Aujourd’hui, il y a 108 PAPI brestois. Tout le monde y vient et il n’y pas un seul équipement de quartier qui ne soit devenu point d’accès. Même les Restos du cœur et les lieux d’insertion ont adhéré à la démarche. Après 10 ans d’existance, les lieux d’accès publics restent une demande sociale. Ce n’est pas juste une découverte mais on vient y faire ses démarches à Pole Emploi par exemple. On a créé l’accès à 1€ - aujourdhui 1,10 € par mois pour accéder à Internet.
Ce qui est important pour que ça marche, c’est le faire avec. Cela demande du temps long.
 
Être en attention : favoriser le partage
Est ce qu’on fait les choses en cachant notre copie comme on l’a fait à l’école ou est-ce qu’on partage ? Aujourd’hui, tout est mis en ligne. On partage l’information et on crée plus vite. Dans la ville, il y a une multitude d’initiatives possibles. À Brest, nous avons décidé de les encourager en lançant par exemple des appels à projets pour favoriser l’appropriation sociale des outils multimédias et le mieux vivre ensemble.

 
Donner à voir : l’exemple des sites contributifs et participatifs
Quand bien même c’est difficile et culturellement compliqué, il faut publier, mettre en place des sites web contributifs et participatifs. Pour exemple : a-brest.net est un magazine collaboratif sur la citoyenneté et les technologies. La grosse difficulté est d’amener les gens à écrire. On est toujours en train de rappeler aux gens d’écrire, de contribuer, de publier. Le blocage vient aussi de l’émetteur : on voit souvent des mentions qui interdisent de réutiliser les contenus. Or l’enjeu est justement de réutiliser les contenus.
 
Outiller : l’exemple des ateliers de formation ou de sensibilisation
L’outillage ça ne coûte rien. Le plus important est d’accompagner les usages. Par exemple, le service internet et expression multimédia de la ville de Brest organise régulièrement des ateliers de sensibilisation à destination des médiateurs du numérique de Brest et du Pays de Brest .
Faire un atelier pour apprendre c’est essentiel : il fait le faire ! Un atelier d’une journée par semaine c’est 20 % d’un ETP et ça suffit à répondre à la demande.
 
Coopérer, ou la culture de l’efficience
Pour faciliter la collaboration on a mis en place un bureau libre. On a aussi lancé wikiBrest sur le vivre ensemble et sur le patrimoine de Brest. Les métiers lancés dans une dynamique collaborative font que l’innovation sociale va plus vite.

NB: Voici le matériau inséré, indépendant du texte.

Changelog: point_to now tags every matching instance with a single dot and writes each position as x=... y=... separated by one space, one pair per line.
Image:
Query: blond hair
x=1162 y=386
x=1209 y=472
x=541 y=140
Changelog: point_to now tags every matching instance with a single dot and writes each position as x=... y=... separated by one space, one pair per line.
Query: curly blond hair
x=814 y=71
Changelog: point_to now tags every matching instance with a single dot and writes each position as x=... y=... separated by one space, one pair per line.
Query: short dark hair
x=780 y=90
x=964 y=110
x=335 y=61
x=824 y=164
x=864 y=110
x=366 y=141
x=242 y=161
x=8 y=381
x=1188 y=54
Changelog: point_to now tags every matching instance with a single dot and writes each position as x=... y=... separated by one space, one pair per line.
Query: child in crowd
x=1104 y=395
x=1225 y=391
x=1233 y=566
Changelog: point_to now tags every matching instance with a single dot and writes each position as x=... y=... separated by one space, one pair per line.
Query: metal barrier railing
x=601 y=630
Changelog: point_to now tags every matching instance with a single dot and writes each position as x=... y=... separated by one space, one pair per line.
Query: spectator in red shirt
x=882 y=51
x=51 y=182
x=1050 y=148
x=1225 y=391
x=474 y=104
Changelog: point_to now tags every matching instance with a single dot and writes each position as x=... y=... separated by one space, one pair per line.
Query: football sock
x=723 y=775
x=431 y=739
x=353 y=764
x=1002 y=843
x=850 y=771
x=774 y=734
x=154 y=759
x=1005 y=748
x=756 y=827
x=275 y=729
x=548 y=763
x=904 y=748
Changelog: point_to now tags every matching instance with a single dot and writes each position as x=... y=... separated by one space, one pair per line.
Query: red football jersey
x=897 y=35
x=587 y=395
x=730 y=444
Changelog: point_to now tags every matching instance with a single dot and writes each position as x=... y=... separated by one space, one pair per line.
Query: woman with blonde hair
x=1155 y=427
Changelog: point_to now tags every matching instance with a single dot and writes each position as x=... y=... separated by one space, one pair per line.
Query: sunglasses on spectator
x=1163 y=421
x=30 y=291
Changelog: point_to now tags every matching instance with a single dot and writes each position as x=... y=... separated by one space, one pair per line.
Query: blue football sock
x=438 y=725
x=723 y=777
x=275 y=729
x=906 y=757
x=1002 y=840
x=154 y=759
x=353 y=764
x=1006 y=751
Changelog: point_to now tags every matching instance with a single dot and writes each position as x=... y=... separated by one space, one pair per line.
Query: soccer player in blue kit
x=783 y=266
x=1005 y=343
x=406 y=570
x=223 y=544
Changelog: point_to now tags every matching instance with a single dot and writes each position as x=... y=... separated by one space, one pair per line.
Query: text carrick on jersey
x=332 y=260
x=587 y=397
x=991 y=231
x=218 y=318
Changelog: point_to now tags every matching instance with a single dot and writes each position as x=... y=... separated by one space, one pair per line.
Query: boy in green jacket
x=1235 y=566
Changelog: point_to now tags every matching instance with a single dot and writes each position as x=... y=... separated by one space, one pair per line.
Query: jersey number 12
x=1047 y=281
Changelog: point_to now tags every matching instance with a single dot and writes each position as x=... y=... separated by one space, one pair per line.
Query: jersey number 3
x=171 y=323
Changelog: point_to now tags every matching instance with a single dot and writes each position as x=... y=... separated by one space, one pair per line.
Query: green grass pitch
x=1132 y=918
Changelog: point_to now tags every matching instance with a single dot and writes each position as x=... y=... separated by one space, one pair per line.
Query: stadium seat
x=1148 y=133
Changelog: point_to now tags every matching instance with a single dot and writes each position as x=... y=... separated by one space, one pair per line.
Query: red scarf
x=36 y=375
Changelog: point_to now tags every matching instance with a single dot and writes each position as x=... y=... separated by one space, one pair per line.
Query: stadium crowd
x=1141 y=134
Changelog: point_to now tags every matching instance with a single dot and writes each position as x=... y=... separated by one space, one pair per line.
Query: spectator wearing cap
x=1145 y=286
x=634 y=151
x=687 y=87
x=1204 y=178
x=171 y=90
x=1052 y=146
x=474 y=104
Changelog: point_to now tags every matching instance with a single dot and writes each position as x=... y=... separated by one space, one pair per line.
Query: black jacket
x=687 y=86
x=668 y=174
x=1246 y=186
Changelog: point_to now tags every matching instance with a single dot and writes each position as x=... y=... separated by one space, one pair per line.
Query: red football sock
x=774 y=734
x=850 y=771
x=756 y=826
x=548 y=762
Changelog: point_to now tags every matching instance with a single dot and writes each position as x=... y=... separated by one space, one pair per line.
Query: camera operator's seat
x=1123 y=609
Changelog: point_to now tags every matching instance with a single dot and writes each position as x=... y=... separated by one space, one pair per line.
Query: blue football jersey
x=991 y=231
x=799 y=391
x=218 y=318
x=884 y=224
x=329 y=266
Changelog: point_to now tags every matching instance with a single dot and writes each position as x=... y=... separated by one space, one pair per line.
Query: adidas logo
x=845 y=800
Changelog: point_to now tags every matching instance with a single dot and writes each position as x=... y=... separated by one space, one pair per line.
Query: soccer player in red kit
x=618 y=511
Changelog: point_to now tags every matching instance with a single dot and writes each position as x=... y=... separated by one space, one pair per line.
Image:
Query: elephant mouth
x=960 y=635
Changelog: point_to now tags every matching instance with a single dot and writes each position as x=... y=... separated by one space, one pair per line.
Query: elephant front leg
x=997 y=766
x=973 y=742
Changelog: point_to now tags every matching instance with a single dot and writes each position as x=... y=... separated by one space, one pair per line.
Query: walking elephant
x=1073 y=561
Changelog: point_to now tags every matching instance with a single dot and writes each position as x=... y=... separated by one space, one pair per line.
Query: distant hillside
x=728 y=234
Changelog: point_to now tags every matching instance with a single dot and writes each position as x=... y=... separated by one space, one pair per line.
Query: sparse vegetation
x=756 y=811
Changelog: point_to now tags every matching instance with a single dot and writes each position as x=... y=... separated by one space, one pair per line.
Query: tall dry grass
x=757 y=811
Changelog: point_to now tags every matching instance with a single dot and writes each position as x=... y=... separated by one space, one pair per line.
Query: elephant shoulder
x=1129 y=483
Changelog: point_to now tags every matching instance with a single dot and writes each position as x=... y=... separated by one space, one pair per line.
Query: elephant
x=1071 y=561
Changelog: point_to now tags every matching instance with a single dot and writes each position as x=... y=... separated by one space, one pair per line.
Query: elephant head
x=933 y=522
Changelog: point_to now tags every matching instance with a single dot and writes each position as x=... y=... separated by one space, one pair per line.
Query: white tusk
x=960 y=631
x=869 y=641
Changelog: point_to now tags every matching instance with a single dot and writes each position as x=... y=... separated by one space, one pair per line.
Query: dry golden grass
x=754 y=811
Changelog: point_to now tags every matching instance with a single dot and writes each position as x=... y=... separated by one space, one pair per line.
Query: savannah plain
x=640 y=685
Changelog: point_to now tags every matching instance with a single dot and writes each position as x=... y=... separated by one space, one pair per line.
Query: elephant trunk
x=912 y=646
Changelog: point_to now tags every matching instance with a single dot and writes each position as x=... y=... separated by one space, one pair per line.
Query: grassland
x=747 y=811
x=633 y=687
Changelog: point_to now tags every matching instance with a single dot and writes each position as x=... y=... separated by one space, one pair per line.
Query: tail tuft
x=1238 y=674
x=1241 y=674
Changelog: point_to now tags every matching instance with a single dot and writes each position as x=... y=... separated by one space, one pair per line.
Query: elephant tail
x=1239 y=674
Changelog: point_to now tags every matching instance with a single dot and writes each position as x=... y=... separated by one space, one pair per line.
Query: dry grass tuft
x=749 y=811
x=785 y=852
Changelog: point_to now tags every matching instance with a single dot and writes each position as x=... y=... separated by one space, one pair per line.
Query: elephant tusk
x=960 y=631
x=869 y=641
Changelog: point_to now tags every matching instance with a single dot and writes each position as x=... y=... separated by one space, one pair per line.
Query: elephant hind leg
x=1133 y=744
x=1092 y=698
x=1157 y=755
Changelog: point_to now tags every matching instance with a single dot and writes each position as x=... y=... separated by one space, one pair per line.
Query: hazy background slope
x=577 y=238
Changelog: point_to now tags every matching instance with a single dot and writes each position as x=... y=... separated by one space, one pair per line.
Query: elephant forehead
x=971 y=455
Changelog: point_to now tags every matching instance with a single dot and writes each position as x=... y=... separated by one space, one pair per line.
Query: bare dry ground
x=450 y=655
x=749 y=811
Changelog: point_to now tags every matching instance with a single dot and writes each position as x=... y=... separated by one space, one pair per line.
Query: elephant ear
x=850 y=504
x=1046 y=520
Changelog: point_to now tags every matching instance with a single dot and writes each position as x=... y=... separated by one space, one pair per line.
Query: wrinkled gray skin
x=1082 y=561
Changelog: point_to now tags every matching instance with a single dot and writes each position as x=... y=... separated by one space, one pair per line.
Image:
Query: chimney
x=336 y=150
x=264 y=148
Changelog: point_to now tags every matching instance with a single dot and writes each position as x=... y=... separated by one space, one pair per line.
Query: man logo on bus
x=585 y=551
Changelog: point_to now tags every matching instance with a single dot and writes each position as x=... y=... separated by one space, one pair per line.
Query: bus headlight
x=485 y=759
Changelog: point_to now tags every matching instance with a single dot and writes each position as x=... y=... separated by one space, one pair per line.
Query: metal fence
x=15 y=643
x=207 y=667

Par exemple, docabrest : le réseau coopératifs des documentalistes et bibliothécaires favorisant l’entraide et le partage, permet aux professionnels des centres de documentation de favoriser l’appropriation du public aux outils numériques.
 
Coopéreer c’est une expérience irréversible. La démarche ouverte, elle permet transparence et confiance. L’argument principal est celui de l’efficience. La culture collaborative c’est une culture de l’efficience.
 
Mettre en commun
Faire avec les gens, donner à voir et mettre en commun : c’est ça la gouvernance contributive.  Il ne faut pas se laisser ubériser. Il ne faut pas être uniquement dans la production de contenus, mais aller au-delà, dans l’animation des réseaux.

 

 

DÉCRYPTAGE 1 : Entrer par la barre de recherche

Intervenante : Delphine Stephan, directrice de la communication de la ville de Cholet

Les sites internet de collectivités sont de plus en plus centrés autour de l’usager et s’adaptent à leur manière de s’informer. La ville de Cholet a fait le choix d'une homepage user centric qui se limite à un moteur de recherche.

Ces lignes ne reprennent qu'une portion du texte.